Ellenie Salvo González als französische Diva Béatrice Morée und Nikolai Kinski als französischer Darsteller Omar, der im ersten Film einen Piraten und im zweiten Cäsar spielt, und der der späterere Verlobte von Milou ist, sind doch etwas eindimensional und auch klischeehaft gezeichnet. Nikolai Kinski hat dazu zusammen mit Dennis Mojen eine völlig überflüssige Szene, in denen die beiden sich wegen Milou prügeln. Die Eindimensionalität gilt ganz sicher auch für die russischen Statisten, die natürlich ausgesprochen trinkfreudig sind und in den Pausen nebenbei traurige Lieder auf der Geige spielen.
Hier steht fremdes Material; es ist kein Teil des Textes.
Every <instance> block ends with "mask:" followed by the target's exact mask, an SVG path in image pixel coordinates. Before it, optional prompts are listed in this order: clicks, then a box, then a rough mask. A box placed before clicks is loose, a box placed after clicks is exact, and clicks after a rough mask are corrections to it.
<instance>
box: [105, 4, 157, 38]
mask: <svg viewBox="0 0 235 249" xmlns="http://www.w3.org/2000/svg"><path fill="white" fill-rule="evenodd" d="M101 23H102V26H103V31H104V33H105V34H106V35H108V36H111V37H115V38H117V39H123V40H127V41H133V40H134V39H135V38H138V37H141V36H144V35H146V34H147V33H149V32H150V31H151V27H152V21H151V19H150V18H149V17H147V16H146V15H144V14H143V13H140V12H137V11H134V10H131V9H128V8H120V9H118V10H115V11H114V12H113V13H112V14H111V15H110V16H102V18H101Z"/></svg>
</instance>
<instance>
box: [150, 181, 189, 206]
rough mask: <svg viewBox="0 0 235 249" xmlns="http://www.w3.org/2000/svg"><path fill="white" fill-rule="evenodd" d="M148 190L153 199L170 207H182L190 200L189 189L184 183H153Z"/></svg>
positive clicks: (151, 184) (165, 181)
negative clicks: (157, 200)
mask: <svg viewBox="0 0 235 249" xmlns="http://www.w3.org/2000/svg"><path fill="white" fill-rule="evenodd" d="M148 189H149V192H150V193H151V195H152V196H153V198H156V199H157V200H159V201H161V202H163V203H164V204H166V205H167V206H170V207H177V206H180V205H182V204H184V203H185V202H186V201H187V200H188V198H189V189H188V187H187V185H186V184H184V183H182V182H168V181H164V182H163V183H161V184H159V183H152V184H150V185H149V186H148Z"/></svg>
Sehr gut gelungen ist dagegen die Filmmusik von Philipp Noll, die genau an den passenden Stellen melodramatische Tiefe und Kino-Nostalgie heraufbeschwört, ohne allzu dick aufzutragen.
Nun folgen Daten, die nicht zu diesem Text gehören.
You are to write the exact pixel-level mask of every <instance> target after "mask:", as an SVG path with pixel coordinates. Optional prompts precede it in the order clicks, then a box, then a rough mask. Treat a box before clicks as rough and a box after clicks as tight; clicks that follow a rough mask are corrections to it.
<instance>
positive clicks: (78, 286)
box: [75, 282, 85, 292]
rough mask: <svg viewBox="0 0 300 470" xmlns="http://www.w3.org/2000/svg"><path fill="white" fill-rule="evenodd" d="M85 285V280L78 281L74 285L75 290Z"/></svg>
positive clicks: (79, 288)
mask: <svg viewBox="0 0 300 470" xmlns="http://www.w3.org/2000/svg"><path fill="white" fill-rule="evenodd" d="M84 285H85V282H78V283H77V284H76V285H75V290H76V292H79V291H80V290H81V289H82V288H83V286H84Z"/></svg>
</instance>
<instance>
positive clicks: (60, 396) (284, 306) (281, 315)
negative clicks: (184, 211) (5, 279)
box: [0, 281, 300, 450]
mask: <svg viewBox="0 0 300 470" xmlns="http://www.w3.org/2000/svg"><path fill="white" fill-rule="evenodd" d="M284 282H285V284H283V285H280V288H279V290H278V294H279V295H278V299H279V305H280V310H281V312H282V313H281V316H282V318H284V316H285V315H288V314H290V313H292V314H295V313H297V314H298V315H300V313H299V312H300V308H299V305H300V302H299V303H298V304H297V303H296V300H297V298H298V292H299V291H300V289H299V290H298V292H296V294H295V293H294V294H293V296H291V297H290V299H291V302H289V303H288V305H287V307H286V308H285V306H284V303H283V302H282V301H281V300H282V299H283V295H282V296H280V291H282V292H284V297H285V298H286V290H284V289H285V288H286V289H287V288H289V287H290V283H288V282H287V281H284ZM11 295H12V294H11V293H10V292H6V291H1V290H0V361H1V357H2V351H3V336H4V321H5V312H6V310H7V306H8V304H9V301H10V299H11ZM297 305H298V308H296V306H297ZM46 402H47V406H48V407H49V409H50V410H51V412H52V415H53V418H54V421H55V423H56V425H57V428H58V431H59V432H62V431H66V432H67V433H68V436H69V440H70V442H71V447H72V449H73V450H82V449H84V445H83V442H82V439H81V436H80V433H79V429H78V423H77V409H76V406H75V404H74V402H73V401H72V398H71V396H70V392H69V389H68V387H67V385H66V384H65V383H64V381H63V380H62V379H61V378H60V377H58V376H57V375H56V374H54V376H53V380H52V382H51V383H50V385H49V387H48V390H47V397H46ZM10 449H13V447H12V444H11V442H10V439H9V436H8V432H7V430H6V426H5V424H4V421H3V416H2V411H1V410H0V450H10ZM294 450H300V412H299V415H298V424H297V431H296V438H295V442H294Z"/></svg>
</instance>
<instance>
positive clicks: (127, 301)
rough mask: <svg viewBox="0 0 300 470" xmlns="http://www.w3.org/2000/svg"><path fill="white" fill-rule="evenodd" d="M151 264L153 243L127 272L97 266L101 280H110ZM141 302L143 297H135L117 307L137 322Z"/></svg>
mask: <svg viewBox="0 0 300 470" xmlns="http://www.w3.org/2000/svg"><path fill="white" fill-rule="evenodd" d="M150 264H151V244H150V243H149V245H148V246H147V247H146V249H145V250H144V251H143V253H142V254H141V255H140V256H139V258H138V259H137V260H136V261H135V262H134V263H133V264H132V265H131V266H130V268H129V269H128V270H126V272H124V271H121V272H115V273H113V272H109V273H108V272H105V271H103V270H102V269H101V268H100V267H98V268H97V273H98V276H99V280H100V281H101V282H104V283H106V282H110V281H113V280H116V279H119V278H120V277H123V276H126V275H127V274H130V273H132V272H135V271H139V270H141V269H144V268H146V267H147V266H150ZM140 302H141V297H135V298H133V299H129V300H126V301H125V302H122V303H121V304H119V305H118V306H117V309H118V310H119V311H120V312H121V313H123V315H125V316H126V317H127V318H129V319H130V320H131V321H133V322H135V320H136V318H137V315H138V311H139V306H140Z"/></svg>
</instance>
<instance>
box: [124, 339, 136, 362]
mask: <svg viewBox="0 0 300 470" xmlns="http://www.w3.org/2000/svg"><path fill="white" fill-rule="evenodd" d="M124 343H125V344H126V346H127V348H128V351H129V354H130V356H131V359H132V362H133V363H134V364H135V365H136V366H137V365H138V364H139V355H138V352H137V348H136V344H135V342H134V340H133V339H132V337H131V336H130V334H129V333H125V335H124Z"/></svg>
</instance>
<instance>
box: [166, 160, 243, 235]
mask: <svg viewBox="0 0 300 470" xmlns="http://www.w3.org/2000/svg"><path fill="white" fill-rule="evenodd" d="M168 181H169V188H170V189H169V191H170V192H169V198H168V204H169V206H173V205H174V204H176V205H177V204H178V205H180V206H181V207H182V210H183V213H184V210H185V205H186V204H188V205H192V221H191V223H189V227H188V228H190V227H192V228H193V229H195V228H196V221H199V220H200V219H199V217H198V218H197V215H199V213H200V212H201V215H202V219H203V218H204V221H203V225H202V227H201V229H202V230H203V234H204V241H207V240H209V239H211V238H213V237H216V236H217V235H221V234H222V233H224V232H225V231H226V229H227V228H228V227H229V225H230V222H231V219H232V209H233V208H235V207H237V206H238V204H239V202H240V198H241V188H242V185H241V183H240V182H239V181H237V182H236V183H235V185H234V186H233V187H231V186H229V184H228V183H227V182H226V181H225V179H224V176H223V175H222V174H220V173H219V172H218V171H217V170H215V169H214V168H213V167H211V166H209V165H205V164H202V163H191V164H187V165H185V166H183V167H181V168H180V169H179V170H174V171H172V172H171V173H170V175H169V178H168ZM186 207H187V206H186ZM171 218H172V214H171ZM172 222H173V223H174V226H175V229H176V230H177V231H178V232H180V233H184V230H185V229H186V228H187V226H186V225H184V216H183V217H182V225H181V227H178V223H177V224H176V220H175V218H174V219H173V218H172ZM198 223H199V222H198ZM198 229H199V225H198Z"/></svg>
Insgesamt ist "Traumfabrik" eine augenzwinkernd erzählte Geschichte über eine gelungene Eulenspiegeliade vor dem Hintergrund der politischen Ereignisse rund um den 13. August 1961, bei dem man während des Abspanns auch noch erfährt, wie das weitere Leben von Emil und Milou abläuft. Der Film ist eine überwiegend kurzweilige, witzige und manchmal auch bewusst richtig kitschige Lovestory mit einer tiefen Verbeugung vor der historischen Filmkulisse von Babelsberg. Trotz der leisen Kritik macht der charmante Film Spaß, deshalb sollten ihn sich nicht nur Romantiker unbedingt im Fernsehen ansehen. "Traumfabrik" wird am Montag, dem 17.05.2021 um 20:15 Uhr - dem Gründungstag der DEFA - im Rahmen von 75 Jahre DEFA beim MDR als Free-TV Premiere gezeigt.
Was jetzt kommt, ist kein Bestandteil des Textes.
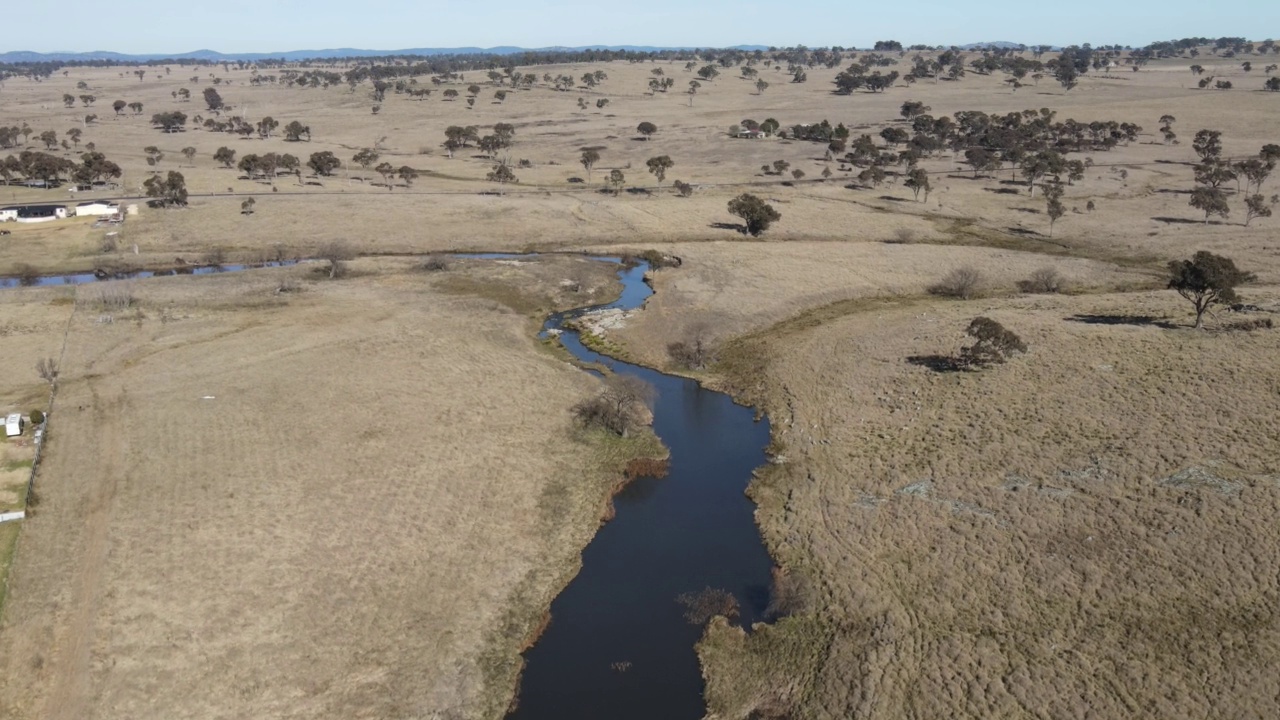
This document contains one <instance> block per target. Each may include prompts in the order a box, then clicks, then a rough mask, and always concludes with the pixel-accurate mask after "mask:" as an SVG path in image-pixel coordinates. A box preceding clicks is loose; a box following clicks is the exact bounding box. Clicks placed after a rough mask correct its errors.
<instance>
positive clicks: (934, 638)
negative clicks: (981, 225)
mask: <svg viewBox="0 0 1280 720" xmlns="http://www.w3.org/2000/svg"><path fill="white" fill-rule="evenodd" d="M1249 300H1251V301H1253V302H1257V304H1260V305H1261V306H1262V307H1265V309H1266V310H1267V311H1270V314H1271V315H1270V316H1275V314H1276V313H1277V311H1280V295H1277V293H1276V292H1275V291H1274V290H1271V291H1258V292H1254V293H1251V296H1249ZM1185 310H1187V307H1185V304H1183V302H1181V301H1180V300H1176V299H1175V297H1174V295H1172V293H1140V295H1129V296H1111V295H1097V296H1083V297H1060V296H1052V297H1047V296H1032V297H1016V299H1007V300H993V301H972V302H943V301H922V300H904V301H883V302H879V304H877V305H874V306H861V307H859V309H858V310H856V311H851V313H842V314H841V313H832V314H829V316H827V318H826V322H822V323H817V324H805V323H803V322H794V323H792V325H791V327H792V328H794V332H788V331H787V329H785V328H781V327H780V328H777V329H776V332H772V333H760V336H758V337H756V338H754V340H751V341H750V343H749V345H750V347H751V351H753V352H758V354H760V355H764V356H767V357H769V359H771V363H769V365H768V370H767V373H768V379H767V382H765V383H764V386H765V387H767V389H765V393H767V397H764V398H763V400H764V402H765V405H767V406H768V407H769V409H771V411H772V413H773V420H774V428H776V433H774V445H776V451H777V454H778V455H780V456H781V457H780V464H777V465H772V466H771V468H769V469H768V470H767V471H764V473H763V475H762V478H760V479H759V480H758V482H756V483H755V484H754V486H753V497H755V500H756V501H758V502H759V503H760V510H759V515H758V519H759V524H760V527H762V529H763V532H764V534H765V537H767V539H768V542H769V546H771V548H772V550H773V552H774V553H776V557H777V559H778V560H780V562H781V564H782V565H785V566H787V568H788V569H791V570H792V571H794V573H799V574H803V575H804V577H806V578H810V579H812V582H813V583H814V585H815V588H817V594H818V596H819V597H820V598H822V602H820V603H819V609H817V610H814V611H812V612H801V614H799V615H795V616H792V618H788V619H786V620H783V621H782V623H780V624H778V625H777V626H772V628H762V629H758V630H756V633H754V634H753V635H750V637H746V635H744V634H742V633H741V632H740V630H736V629H730V628H728V626H727V625H714V626H713V628H712V629H710V632H709V633H708V635H707V638H705V639H704V643H703V646H701V653H703V659H704V662H705V664H707V673H708V678H709V692H708V697H709V702H710V707H712V715H713V716H714V717H745V716H746V715H748V714H749V712H751V711H753V710H756V708H759V710H762V711H765V712H769V711H774V710H778V708H782V710H786V711H787V712H791V714H792V715H790V716H800V717H945V716H964V717H1123V716H1128V717H1133V716H1143V717H1258V716H1271V715H1275V714H1276V712H1277V711H1280V705H1277V697H1280V694H1277V693H1280V685H1277V684H1276V674H1275V667H1276V666H1277V664H1280V624H1277V623H1276V618H1277V612H1280V583H1277V574H1276V568H1277V566H1280V557H1277V556H1276V551H1275V548H1276V541H1277V539H1280V538H1277V524H1276V512H1277V511H1280V452H1277V448H1280V414H1277V413H1276V407H1277V401H1280V366H1277V365H1276V363H1275V357H1276V352H1277V351H1280V334H1277V333H1276V332H1275V331H1274V329H1272V331H1260V332H1229V331H1216V332H1197V331H1192V329H1189V328H1188V327H1187V313H1185ZM975 314H984V315H988V316H991V318H995V319H997V320H998V322H1001V323H1004V324H1005V325H1006V327H1009V328H1010V329H1014V331H1015V332H1018V333H1019V334H1020V336H1021V337H1023V338H1024V340H1025V341H1027V343H1028V345H1029V347H1030V350H1029V352H1028V354H1027V355H1024V356H1018V357H1016V359H1014V360H1012V361H1010V363H1009V364H1007V365H1002V366H997V368H993V369H989V370H986V372H978V373H966V372H961V373H938V372H934V370H931V369H928V368H927V366H919V365H915V364H913V363H910V361H909V359H910V357H914V356H927V355H932V354H940V352H941V354H947V352H952V351H955V350H956V348H957V346H959V343H960V337H961V331H963V328H964V325H965V324H966V323H968V320H969V319H970V318H973V316H974V315H975ZM1166 322H1169V323H1174V324H1175V325H1174V327H1171V328H1170V327H1162V323H1166ZM780 716H781V715H780Z"/></svg>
Foto 1: Emil (Dennis Mojen) im Studio © MDR/TOBIS/Julia Terjung
Foto 2: Emil (Michael Gwisdek) erzählt 2019 dem Enkel Simon (Valentin Silas Hahn) seine Geschichte © MDR/TOBIS/Julia Terjung

Info:
Traumfabrik (Deutschland 2019)
Genre: Drama, Liebesfilm
Filmlänge: ca. 120 Min.
Regie: Martin Schreier
Drehbuch: Arend Remmers
Darsteller: Dennis Mojen, Emilia Schüle, Heiner Lauterbach, Ken Duken, Nikolai Kinski, Ellenie Salvo González, Michael Gwisdek, Wilfried Hochholdinger, Valentin Silas Hahn u.a.
Verleih: Tobis Film
FSK: ab 6 Jahren
TV-Premiere ist im Rahmen von 75 Jahre DEFA am Montag, 17.05. 2021 um 20:15 Uhr beim MDR. Anschließend kann man den Film noch 8 Tage in der ARD-Mediathek abrufen.